The Great Commission Resurgence Evaluation Task Force is currently studying the effectiveness of the resurgence. One lens they must use is the perspective of Baptist associations.
They should look at one strategic factor, one spiritual factor and one learning factor.
The strategic factor is collaboration. The work of the Holy Spirit is the spiritual factor. Capacity building is a learning process.
Collaboration outshines cooperation
Baptists talk about cooperation, especially when giving money through the denomination to national and world missions. The Cooperative Program continues as the primary missions-giving vehicle through which we support the Great Commission.
This funding stream’s title and other historic uses of the word “cooperation” imply that everyone is cooperating with everyone else. When this is the case, the use of this word is helpful and reassuring.
Yet the word “cooperation” sounds different when uttered by some regional and national leaders. Do they mean for everyone to cooperate with them?
Implied is that associations should cooperate with regional and national initiatives rather than every dimension mutually cooperating with one another.
If this is true, we need a fresh word to talk about our mutual Kingdom strategy. I offer the word “collaboration.”
In our denomination we must use all resources to catalyze a radical spiritual difference in the lives of people, using every church and all three dimensions of our denominational system to make this possible.
This means associations, state and regional conventions and the national and international agencies would be in full collaboration. They would be equal partners empowering God’s mission through churches.
Clearly hearing the voice of the Holy Spirit
Where is the voice of the Holy Spirit clearest?
I believe the voice of the Holy Spirit is clearest in the local context where people live out God’s mission daily. The voice of the Holy Spirit is locally contextual and personal as well as global and inspiring for all believers.
While the voice of the Holy Spirit is also heard regionally, nationally and internationally, it may not be fully understood outside of a deep and daily compassion for the local context.
It is difficult for regional and national leaders to understand how missional engagement will work in each context. Therefore, their strategies must be frameworks within which local contextual strategies are developed and empowered.

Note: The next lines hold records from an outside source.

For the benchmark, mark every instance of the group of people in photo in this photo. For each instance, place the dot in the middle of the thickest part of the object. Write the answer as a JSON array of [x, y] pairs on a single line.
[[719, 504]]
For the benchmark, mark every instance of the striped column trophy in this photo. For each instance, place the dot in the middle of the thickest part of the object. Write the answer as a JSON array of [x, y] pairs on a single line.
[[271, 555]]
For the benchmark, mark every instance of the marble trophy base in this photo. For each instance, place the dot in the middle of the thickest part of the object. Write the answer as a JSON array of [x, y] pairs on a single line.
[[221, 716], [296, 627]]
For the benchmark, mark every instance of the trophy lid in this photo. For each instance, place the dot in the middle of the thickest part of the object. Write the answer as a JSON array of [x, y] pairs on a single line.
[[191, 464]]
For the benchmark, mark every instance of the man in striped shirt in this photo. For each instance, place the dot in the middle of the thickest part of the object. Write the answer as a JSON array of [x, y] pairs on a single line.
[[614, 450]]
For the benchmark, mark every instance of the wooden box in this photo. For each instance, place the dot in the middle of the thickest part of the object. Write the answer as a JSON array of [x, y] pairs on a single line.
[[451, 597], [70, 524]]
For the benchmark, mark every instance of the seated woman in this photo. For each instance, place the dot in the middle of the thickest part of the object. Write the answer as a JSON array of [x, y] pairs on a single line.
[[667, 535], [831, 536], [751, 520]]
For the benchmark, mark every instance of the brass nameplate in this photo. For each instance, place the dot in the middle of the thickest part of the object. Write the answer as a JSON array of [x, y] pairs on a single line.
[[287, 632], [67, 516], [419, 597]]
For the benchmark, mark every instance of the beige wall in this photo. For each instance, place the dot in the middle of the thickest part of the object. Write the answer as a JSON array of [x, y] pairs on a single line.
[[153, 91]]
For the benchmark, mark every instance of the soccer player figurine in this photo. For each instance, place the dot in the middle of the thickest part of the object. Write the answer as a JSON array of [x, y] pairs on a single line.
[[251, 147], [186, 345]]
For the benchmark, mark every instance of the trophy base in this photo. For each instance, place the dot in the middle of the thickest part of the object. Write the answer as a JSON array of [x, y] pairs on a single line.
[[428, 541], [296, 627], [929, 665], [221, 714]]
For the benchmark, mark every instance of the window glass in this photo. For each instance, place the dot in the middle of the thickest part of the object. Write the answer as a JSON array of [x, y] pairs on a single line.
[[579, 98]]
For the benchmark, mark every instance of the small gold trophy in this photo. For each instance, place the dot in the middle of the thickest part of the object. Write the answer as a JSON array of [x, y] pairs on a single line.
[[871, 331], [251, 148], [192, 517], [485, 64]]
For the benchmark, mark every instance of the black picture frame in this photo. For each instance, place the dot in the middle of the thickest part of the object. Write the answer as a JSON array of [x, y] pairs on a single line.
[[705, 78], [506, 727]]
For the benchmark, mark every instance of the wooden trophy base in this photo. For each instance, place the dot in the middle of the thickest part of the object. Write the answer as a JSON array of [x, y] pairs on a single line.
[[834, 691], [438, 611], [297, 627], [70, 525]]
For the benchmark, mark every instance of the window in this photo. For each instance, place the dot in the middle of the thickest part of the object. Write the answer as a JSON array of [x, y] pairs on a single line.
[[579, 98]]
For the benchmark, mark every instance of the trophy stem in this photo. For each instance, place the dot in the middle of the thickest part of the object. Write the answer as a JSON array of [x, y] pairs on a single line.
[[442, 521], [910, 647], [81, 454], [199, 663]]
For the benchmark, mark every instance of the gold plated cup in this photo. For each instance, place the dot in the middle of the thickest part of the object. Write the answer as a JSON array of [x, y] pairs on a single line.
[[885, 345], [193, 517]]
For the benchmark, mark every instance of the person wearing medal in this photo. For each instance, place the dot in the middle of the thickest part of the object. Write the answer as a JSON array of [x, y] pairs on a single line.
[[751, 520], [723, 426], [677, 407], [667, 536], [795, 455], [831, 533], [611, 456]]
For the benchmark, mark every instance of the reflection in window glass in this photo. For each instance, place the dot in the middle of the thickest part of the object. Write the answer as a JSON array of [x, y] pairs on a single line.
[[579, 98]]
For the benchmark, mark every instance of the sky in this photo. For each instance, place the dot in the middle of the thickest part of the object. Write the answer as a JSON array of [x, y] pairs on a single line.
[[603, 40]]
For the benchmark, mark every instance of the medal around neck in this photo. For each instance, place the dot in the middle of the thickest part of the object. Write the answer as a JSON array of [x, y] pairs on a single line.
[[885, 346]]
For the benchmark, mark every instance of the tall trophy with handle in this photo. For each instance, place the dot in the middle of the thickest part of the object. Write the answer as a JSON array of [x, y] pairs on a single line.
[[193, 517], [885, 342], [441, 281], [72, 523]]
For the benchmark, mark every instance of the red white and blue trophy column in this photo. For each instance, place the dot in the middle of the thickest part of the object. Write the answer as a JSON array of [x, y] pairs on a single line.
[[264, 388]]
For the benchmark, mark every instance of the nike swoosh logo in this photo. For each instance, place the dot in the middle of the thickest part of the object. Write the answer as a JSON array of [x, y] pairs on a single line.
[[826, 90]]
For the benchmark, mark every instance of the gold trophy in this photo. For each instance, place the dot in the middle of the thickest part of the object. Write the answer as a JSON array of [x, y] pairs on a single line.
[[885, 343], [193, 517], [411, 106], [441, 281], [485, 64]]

It is not possible for a regional, national or international denominational program to work in every context. The spiritual passion of churches in association must be part of the customization and resourcing of missional engagement.
It is true that local leaders can become myopic and stale about the urgency of the good news in their context. Thus, local missional engagements need all dimensions of the denomination as they together discern the movement of the Holy Spirit.
Capacity building keeps the movement going
Short-term, measurable progress can be made in an associational context by regional or national entities. They can and do engage in direct rather than collaborative strategic efforts in a local context.
Too often this is short term and shortsighted.
The challenge is not about producing quick outputs and impacts. It is about learning how to engage in capacity building and sustainability so that Kingdom progress is continual and happens year after year.
What is often missed is capacity building of both existing and new churches in the local context. National or regional strategies cycle in and out. The churches in association are around long term. They must be empowered for sustainable ministry.
Where churches in association can best contribute to capacity building is in the planting of new churches.
Missional strategist Ed Stetzer declared in recent years a challenge for church planting. In the mid-1990s many denominations benched the local church as the primary sponsor or partner for planting new churches.
Denominations adopted a parachurch model of church planters starting churches rather than churches starting churches. Church planting was driven directly by the national denominational dimension once the resurgence was implemented.
Stetzer went on to say we need to “unbench” the local church as the primary planter of new churches. Rebuild the capacity of churches in association to plant churches.
National strategies using a parachurch model of planters launching churches will never reach and sustain the needed capacity of starting enough new churches.